Actualité de l'enseignement catholique

Alain Taverne, Directeur du Collège



Le nouvel intérêt porté par les médias à l'Enseignement Catholique n'a plus le caractère polémique et politique que nous avons connu lors des crises historiques, la dernière notamment en 1984, lors du soulèvement populaire destiné à défendre la liberté des parents dans le choix de l'école de leurs enfants. La "survie de l'école libre" n'est plus sujette à débat. Il s'agit aujourd'hui de pédagogie, de complémentarité, de capacité d'innovation, d'alternative dynamisante. L'évolution de notre société y est sans doute pour beaucoup : le pragmatisme a pris la place des idéologies, dont les plus marquantes se sont effondrées peu à peu.

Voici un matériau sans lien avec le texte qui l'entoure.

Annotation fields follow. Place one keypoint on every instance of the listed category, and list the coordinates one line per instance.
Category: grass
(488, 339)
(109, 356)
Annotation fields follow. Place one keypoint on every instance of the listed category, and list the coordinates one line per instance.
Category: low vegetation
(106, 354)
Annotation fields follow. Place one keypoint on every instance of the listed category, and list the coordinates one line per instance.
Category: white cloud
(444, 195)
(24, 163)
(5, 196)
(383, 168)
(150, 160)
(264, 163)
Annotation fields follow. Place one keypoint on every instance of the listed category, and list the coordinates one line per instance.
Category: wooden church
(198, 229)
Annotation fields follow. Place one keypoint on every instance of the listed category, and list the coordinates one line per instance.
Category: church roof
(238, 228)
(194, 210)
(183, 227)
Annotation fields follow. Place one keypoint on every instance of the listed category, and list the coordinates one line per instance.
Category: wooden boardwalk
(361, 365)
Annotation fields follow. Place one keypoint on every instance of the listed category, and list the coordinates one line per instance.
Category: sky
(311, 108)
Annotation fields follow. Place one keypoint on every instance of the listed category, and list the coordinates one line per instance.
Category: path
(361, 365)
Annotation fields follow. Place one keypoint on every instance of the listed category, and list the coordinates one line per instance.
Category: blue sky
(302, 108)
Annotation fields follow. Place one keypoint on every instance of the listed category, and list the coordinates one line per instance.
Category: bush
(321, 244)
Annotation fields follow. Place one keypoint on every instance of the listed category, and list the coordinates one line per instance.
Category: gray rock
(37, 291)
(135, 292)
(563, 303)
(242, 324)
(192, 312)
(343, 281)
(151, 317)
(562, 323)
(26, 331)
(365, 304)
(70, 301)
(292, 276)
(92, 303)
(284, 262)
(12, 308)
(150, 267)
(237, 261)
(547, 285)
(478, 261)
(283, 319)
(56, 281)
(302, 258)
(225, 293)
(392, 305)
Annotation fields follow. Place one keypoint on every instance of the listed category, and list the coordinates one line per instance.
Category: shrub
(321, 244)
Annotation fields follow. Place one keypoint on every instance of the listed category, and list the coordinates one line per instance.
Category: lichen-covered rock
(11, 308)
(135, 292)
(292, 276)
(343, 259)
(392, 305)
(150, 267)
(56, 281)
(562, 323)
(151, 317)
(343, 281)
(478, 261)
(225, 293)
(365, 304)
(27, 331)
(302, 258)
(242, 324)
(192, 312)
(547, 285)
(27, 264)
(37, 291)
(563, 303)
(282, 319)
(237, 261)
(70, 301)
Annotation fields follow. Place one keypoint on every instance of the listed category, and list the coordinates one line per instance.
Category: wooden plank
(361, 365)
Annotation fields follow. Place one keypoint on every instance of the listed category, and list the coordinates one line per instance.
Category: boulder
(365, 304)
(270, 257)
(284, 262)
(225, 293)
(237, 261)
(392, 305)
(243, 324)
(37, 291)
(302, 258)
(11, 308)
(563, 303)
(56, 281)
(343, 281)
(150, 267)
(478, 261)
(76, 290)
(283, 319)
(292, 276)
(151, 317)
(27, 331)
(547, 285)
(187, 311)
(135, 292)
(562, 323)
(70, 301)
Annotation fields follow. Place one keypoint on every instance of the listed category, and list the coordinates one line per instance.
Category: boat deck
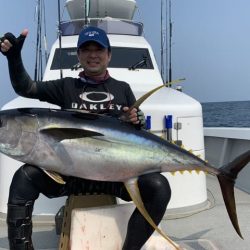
(206, 229)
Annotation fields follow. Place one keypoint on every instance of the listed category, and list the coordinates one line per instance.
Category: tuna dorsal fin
(148, 94)
(60, 134)
(133, 190)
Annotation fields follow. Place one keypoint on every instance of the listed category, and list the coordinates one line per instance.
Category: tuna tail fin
(134, 192)
(227, 179)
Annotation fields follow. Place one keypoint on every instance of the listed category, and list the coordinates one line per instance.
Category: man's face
(94, 59)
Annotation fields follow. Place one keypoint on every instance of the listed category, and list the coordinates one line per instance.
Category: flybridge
(113, 16)
(120, 9)
(110, 25)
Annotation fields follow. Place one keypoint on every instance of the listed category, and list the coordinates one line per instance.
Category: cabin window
(131, 58)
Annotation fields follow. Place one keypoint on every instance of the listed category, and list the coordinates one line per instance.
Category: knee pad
(154, 185)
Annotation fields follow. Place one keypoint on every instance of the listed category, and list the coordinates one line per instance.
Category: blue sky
(210, 43)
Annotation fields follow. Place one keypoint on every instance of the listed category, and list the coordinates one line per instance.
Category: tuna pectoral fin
(60, 134)
(227, 177)
(133, 190)
(227, 188)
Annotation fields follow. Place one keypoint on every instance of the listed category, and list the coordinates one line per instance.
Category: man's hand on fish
(135, 116)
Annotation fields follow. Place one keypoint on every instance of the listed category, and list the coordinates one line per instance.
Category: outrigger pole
(60, 38)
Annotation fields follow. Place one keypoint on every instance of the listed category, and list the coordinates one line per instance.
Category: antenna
(170, 43)
(162, 59)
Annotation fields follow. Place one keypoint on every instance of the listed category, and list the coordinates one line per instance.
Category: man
(96, 91)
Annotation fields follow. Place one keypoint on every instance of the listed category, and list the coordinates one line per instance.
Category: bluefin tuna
(101, 147)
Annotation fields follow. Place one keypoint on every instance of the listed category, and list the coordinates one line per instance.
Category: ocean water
(226, 114)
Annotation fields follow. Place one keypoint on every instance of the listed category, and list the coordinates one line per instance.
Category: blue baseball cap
(93, 34)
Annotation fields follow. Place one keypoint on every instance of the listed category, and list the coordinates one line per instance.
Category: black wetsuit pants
(29, 181)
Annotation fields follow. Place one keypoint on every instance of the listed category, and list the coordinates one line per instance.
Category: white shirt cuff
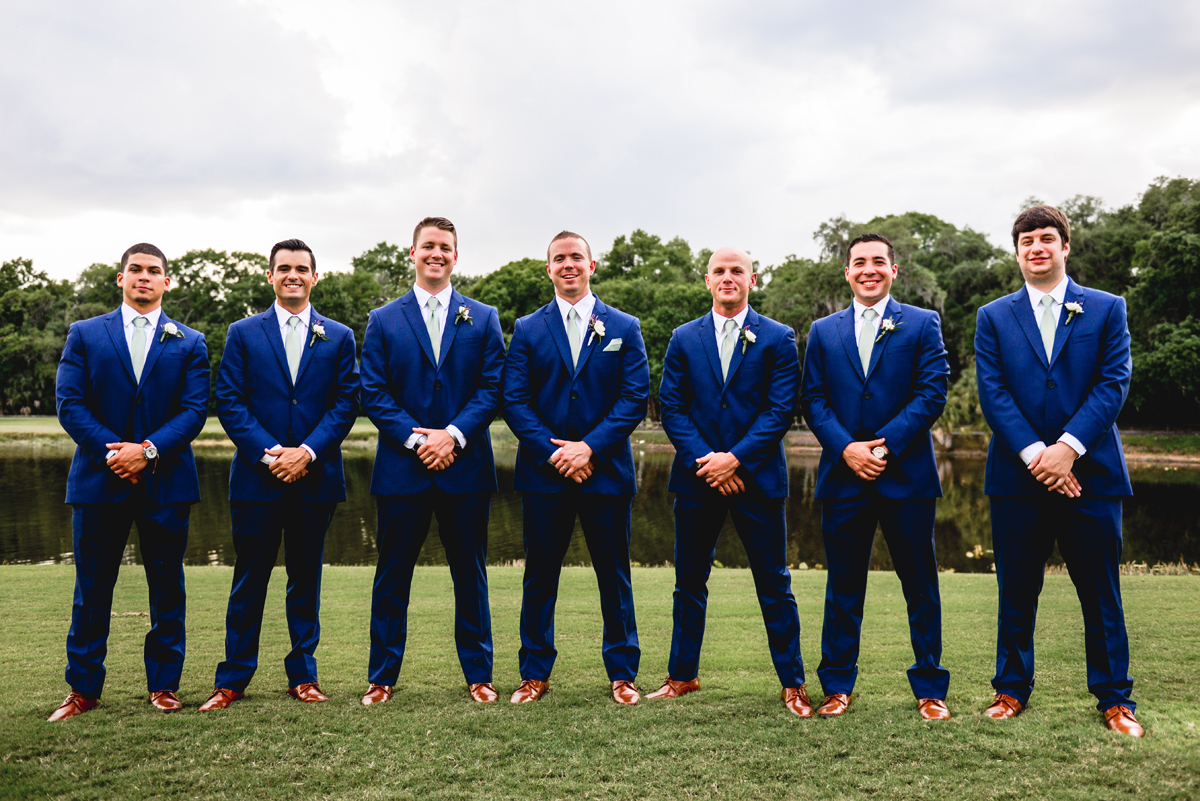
(1031, 451)
(1075, 445)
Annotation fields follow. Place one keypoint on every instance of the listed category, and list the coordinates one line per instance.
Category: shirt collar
(285, 315)
(880, 307)
(739, 318)
(129, 313)
(443, 296)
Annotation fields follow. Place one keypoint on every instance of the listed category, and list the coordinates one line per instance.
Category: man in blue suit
(576, 385)
(432, 362)
(132, 392)
(1053, 363)
(875, 380)
(287, 396)
(727, 399)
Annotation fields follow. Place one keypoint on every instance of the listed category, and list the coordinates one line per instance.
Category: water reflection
(1161, 522)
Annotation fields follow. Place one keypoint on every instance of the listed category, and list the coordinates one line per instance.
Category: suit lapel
(270, 321)
(115, 326)
(1024, 314)
(413, 314)
(893, 312)
(1060, 338)
(846, 332)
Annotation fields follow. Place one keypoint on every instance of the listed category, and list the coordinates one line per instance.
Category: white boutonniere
(748, 338)
(887, 325)
(171, 330)
(595, 327)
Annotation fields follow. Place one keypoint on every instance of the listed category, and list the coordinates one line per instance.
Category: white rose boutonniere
(887, 325)
(318, 332)
(171, 330)
(595, 326)
(748, 338)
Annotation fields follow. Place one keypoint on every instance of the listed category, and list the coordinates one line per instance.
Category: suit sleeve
(193, 399)
(999, 407)
(930, 385)
(676, 402)
(777, 415)
(815, 399)
(519, 411)
(378, 402)
(633, 396)
(337, 420)
(71, 389)
(1103, 403)
(480, 410)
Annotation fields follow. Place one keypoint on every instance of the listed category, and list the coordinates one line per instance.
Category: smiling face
(1042, 256)
(435, 254)
(730, 278)
(870, 272)
(570, 269)
(143, 281)
(293, 278)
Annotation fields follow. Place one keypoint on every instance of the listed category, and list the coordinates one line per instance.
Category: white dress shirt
(1060, 296)
(423, 301)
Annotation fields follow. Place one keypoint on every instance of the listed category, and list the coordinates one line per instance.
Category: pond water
(1162, 522)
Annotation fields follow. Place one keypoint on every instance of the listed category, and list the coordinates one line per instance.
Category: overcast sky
(233, 125)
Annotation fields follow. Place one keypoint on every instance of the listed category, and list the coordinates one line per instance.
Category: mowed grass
(731, 740)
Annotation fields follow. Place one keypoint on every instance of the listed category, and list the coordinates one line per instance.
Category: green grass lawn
(731, 740)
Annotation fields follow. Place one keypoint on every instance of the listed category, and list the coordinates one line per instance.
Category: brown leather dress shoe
(1120, 718)
(934, 709)
(1003, 708)
(624, 692)
(834, 705)
(796, 699)
(221, 698)
(309, 692)
(75, 704)
(377, 694)
(166, 702)
(484, 693)
(672, 688)
(531, 690)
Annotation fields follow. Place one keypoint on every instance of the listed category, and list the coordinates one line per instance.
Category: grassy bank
(731, 740)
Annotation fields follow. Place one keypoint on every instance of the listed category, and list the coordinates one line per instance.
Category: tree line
(1149, 252)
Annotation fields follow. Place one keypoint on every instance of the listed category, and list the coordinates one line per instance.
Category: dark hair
(567, 234)
(1042, 217)
(291, 245)
(149, 250)
(873, 238)
(441, 223)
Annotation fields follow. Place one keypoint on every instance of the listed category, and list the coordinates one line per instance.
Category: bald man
(727, 399)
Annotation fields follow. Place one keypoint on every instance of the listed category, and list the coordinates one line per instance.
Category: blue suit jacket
(99, 402)
(259, 407)
(899, 399)
(402, 389)
(747, 415)
(1026, 398)
(600, 402)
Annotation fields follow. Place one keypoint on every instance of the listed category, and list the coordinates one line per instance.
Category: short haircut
(291, 245)
(1042, 217)
(565, 234)
(873, 238)
(149, 250)
(441, 223)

Mais il faut reconnaître également que l'Enseignement Catholique, sorti de son attitude de repli défensif, y joue un rôle déterminant, par la force de proposition dont il est porteur, par son sens de la tolérance - ou plutôt de l'accueil des différences -, qu'il vit, par son souci de vérité, propulsé au devant de la scène par les Assises dont nous avons déjà parlé. Sorti de l'idéologie religieuse dans laquelle on l'avait enfermé, il a su faire la preuve de sa force éducative. Au moment où tant de transformations sont en gestation, il serait dangereux de se satisfaire de ce revirement : il importe d'avancer lucidement et sans se départir de l'humble fierté qui caractérise la recherche de la vérité dans ce monde si important de l'éducation.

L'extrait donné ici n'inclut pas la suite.